Typical performance on M3 Max:

| Operation | Latency | Throughput | Notes |
|-----------|---------|------------|-------|
| GET | ~200-260ns | 2.1M ops/sec | DashMap lookup + stats |
| INSERT | ~700ns | 850K ops/sec | Memory allocation + indexing |
| DELETE | ~290ns | 1.1M ops/sec | Removal from indexes |
| Mixed (80/20 R/W) | ~290ns | 3.1M ops/sec | Real-world workload |

### Throughput

Based on Criterion benchmarks:
- **GET**: 8.2M - 10.5M ops/sec (varies by batch size)
- **INSERT**: 730K - 1.1M ops/sec (varies by value size)
- **Mixed workload (80/20)**: 3.1M ops/sec

## Architecture

FeOxDB uses a lock-free, multi-tier architecture optimized for modern multi-core CPUs:

### Lock-Free Design

The entire hot path is lock-free, ensuring consistent sub-microsecond latency:

- **DashMap**: Sharded hash table with lock-free reads and fine-grained locking for writes
- **Crossbeam SkipList**: Fully lock-free ordered index for range queries
- **Atomic Operations**: All metadata updates use atomic primitives
- **RCU-style Access**: Read-Copy-Update pattern for zero-cost reads

### Async Write-Behind Logging

Writes are decoupled from disk I/O for maximum throughput:

1. **Sharded Write Buffers**
   - Multiple buffers with thread-consistent assignment
   - Reduces contention between threads
   - Cache-friendly access patterns

2. **Batched Flushing**
   - Writes accumulated and flushed in batches
   - Optimal disk utilization with large sequential writes
   - Configurable flush intervals

3. **io_uring Integration** (Linux)
   - Kernel-bypass I/O with submission/completion queues
   - Zero-copy operations where possible
   - Async I/O without thread pool overhead

4. **Write Coalescing**
   - Multiple updates to same key automatically merged
   - Reduces write amplification
   - Improves SSD lifespan

### Storage Tiers

1. **In-Memory Layer**
   - Primary storage in DashMap
   - O(1) lookups with ~100ns latency
   - Automatic memory management

2. **Write Buffer Layer**
   - Sharded buffers for concurrent writes
   - Lock-free MPSC queues
   - Backpressure handling

3. **Persistent Storage**
   - Sector-aligned writes (4KB blocks)
   - Write-ahead logging for durability
   - Crash recovery support

4. **Cache Layer**
   - CLOCK eviction algorithm
   - Keeps hot data in memory after disk write
   - Transparent cache management

## API Documentation

Full API documentation is available:

```bash
cargo doc --open
```

Key types:
- `FeoxStore` - Main database interface
- `StoreBuilder` - Configuration builder
- `FeoxError` - Error types
- `Statistics` - Performance metrics

## Examples

See the `examples/` directory for more:

- `performance_test.rs` - Benchmark tool
- `deterministic_test.rs` - Reproducible performance test

### Contributing

Contributions are welcome!

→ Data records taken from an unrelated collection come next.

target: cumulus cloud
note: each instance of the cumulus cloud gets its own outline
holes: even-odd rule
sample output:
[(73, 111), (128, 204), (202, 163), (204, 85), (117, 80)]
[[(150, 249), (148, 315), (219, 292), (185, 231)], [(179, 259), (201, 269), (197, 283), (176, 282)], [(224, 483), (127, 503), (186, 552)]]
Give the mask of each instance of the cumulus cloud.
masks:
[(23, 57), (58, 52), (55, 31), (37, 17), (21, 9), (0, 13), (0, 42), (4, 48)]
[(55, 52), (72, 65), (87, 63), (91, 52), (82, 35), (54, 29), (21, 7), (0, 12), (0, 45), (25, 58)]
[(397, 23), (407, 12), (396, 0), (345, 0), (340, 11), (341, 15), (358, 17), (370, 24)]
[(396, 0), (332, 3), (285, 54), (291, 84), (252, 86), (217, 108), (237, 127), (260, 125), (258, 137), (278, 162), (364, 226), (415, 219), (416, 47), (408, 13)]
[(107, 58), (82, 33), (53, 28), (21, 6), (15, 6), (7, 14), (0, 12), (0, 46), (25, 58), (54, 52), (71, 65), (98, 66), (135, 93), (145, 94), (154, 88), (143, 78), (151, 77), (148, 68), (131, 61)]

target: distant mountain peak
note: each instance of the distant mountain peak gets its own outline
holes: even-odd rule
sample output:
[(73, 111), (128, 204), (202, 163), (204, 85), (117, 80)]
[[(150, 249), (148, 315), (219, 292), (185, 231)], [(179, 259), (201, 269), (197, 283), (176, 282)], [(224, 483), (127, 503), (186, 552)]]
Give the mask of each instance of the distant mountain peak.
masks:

See [CONTRIBUTING.md](CONTRIBUTING.md) for more information.

## License

Copyright 2025 Mehran Toosi

Licensed under the Apache License, Version 2.0 (the "License");
you may not use this file except in compliance with the License.
You may obtain a copy of the License at

    http://www.apache.org/licenses/LICENSE-2.0

Unless required by applicable law or agreed to in writing, software
distributed under the License is distributed on an "AS IS" BASIS,
WITHOUT WARRANTIES OR CONDITIONS OF ANY KIND, either express or implied.
See the License for the specific language governing permissions and
limitations under the License.

See [LICENSE](LICENSE) for the full license text.